Tabular Data Contrastive Learning via Class-Conditioned and Feature-Correlation Based Augmentation

Read original: arXiv:2404.17489 - Published 5/1/2024 by Wei Cui, Rasa Hosseinzadeh, Junwei Ma, Tongzi Wu, Yi Sui, Keyvan Golestan

📊

Overview

Contrastive learning is a technique for pre-training machine learning models by creating similar views of the original data and encouraging the model to learn representations that bring the data and its corresponding views closer together in the embedding space.
This technique has been successful in domains like image processing and natural language processing, thanks to effective domain-specific data augmentation techniques.
However, in tabular data settings, the predominant augmentation technique of randomly swapping values has not been as effective.
The paper proposes a simple yet powerful improvement to this tabular data augmentation technique by conditioning the corruption on class identity.

Plain English Explanation

Contrastive learning is a way to pre-train machine learning models by first creating similar versions, or "views," of the original data. The model is then encouraged to learn representations that bring the original data and its corresponding views closer together in the embedding space. This technique has been very successful in areas like image processing and natural language processing, where the augmentation techniques used to create the different views are intuitive and effective.

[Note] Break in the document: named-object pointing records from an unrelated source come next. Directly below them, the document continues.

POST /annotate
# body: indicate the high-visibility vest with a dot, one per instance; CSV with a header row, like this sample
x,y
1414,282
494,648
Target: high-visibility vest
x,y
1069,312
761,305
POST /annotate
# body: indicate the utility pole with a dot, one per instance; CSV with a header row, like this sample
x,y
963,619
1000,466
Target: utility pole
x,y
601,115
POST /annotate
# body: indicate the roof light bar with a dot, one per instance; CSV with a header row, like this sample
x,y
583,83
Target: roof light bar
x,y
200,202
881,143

However, when it comes to tabular data, the main way of creating these different views has been to randomly swap values in the table. This approach doesn't work as well. The paper proposes a simple but powerful improvement to this tabular data augmentation technique. Instead of randomly swapping values, the authors suggest corrupting the tabular entries based on the class identity of the data.

Specifically, when corrupting a value in a row, they only sample replacement values from rows that are in the same class as the original row. This helps preserve the underlying structure and relationships in the data. The authors also explore using feature correlation structures to decide which features to corrupt.

This new approach consistently outperforms the conventional random corruption method for tabular data classification tasks, according to the experiments described in the paper.

Technical Explanation

The paper proposes a novel data augmentation technique for contrastive learning on tabular data. In contrast to common image and natural language data augmentation methods that leverage domain-specific intuitions, tabular data augmentation has relied on simpler techniques like randomly swapping values between rows.

The authors argue that this conventional corruption method is not as sound or effective for tabular data. Instead, they introduce a class-conditional corruption approach, where the corrupted value is sampled from rows within the same class as the anchor row, rather than from the entire table uniformly.

To enable this class-conditional corruption, the authors adopt a semi-supervised learning setting and use pseudo-labeling to obtain class identities for all table rows. They also explore the idea of feature selection for corruption, based on feature correlation structures.

Extensive experiments on tabular data classification tasks show that the proposed class-conditional corruption approach consistently outperforms the conventional random corruption method. The authors make their code available at https://github.com/willtop/Tabular-Class-Conditioned-SSL.

Critical Analysis

The key innovation proposed in this paper is the class-conditional corruption approach for tabular data augmentation in contrastive learning. This is a simple yet powerful idea that addresses the limitations of the commonly used random corruption method.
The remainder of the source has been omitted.